Can AI help “smooth over” discussion on abortion, racism, immigration, or Israel-Palestine? Columbia University sure hopes so.
Sway places an “AI Guide” in every chat that “asks tough questions to improve student reasoning.” The tool also “suggests a rephrasing” for language it deems disrespectful. One example debate topic laid out in Sway’s
intro video: whether or not the US “should prioritize Palestinian rights and stop sending weapons to Israel.”
Sway’s Cullen has said publicly that the tool is tied to the US intelligence community when it comes to part of its funding and research. Sway also received recent funding from the Arthur Vining Davis Foundations, the Snyder Foundation, the Omidyar Network, the Tools Competition, and Carnegie Mellon University itself, DiBella said.

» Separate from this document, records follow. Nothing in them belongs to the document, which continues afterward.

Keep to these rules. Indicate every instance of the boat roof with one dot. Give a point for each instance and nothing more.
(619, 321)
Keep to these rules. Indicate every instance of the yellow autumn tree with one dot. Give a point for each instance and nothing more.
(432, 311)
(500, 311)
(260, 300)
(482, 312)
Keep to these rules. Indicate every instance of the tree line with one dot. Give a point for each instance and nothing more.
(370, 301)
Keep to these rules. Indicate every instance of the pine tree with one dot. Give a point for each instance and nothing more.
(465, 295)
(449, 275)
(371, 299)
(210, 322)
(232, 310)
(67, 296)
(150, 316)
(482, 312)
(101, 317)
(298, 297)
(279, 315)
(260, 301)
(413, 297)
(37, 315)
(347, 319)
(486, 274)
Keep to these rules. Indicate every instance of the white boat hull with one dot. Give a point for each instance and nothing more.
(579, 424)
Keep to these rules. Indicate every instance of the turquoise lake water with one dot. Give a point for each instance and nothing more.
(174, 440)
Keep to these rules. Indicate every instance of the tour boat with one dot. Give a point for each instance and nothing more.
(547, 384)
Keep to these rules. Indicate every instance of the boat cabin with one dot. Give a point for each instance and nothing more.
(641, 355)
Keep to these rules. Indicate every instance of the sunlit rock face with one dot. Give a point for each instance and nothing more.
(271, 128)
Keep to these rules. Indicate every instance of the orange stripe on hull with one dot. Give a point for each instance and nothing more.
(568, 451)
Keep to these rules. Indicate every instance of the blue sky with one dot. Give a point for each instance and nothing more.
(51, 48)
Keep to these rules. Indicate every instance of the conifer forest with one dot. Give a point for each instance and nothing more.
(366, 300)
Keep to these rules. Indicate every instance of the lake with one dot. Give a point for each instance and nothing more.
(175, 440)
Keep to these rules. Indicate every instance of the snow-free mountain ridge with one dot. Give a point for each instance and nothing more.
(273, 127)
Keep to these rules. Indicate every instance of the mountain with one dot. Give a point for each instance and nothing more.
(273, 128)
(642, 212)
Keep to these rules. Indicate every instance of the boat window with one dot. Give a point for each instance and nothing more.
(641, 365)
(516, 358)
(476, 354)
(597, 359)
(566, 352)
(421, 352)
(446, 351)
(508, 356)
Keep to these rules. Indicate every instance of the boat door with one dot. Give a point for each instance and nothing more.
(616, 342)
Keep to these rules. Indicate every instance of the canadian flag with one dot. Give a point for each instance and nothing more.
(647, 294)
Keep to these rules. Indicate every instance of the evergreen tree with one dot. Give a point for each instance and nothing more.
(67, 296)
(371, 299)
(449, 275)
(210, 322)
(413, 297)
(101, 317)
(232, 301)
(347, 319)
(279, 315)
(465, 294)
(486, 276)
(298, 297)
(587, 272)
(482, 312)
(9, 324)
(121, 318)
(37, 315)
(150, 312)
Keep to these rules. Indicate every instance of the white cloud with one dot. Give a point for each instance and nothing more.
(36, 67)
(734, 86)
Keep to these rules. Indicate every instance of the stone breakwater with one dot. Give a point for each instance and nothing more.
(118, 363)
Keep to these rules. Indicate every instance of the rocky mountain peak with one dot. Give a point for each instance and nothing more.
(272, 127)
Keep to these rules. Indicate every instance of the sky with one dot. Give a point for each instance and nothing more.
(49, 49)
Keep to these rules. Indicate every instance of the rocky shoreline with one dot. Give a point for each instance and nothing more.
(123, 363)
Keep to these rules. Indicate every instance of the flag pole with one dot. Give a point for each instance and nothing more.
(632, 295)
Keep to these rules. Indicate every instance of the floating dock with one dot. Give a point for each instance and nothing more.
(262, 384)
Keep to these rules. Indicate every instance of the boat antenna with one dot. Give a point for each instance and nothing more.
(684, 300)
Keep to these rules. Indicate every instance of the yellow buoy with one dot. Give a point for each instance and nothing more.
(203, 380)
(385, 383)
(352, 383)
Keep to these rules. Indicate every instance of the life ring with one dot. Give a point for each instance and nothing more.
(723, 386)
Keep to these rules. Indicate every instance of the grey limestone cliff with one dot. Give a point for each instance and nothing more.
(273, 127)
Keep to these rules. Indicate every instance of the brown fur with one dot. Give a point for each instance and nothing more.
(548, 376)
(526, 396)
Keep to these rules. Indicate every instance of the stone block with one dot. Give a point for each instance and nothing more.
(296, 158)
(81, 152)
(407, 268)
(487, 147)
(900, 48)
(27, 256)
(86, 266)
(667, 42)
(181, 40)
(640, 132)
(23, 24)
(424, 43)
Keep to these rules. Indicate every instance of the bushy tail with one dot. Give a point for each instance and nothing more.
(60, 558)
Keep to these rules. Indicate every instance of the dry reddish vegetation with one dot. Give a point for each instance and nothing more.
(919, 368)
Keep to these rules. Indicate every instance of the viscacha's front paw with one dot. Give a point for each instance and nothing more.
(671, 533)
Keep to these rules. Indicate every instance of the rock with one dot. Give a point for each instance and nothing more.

DiBella said that Sway will share anonymized data with the public and the intelligence community, but not transcripts or specifics. “All the data that we share is public, so there’s not any specific data-sharing pipeline with the intelligence community,” he said.
He also said that though the company does not share student transcripts nor answers with instructors, it does share with them each student’s score on a five-question “understanding quiz” they take after participating in a discussion, which gauges how well they understood the logic of the discussion.
“After having these discussions, students do become less confident in their own views,” he said, adding, “They’re getting closer to each other. They’re becoming more malleable. That’s actually why we used the word ‘sway’ ... We want their opinions to be more malleable to allow for the capability of changing your mind.”
The potential Sway partnership is not the only way Columbia is reportedly using tech to screen or shape students’ convictions. The university is also
reportedly using Schoolhouse Dialogues, a tool offered by Sal Khan of Khan Academy’s nonprofit, to pair high school students with opposite viewpoints on controversial topics, then rank each other’s “civility” — and Columbia could use that feedback in its admissions decisions.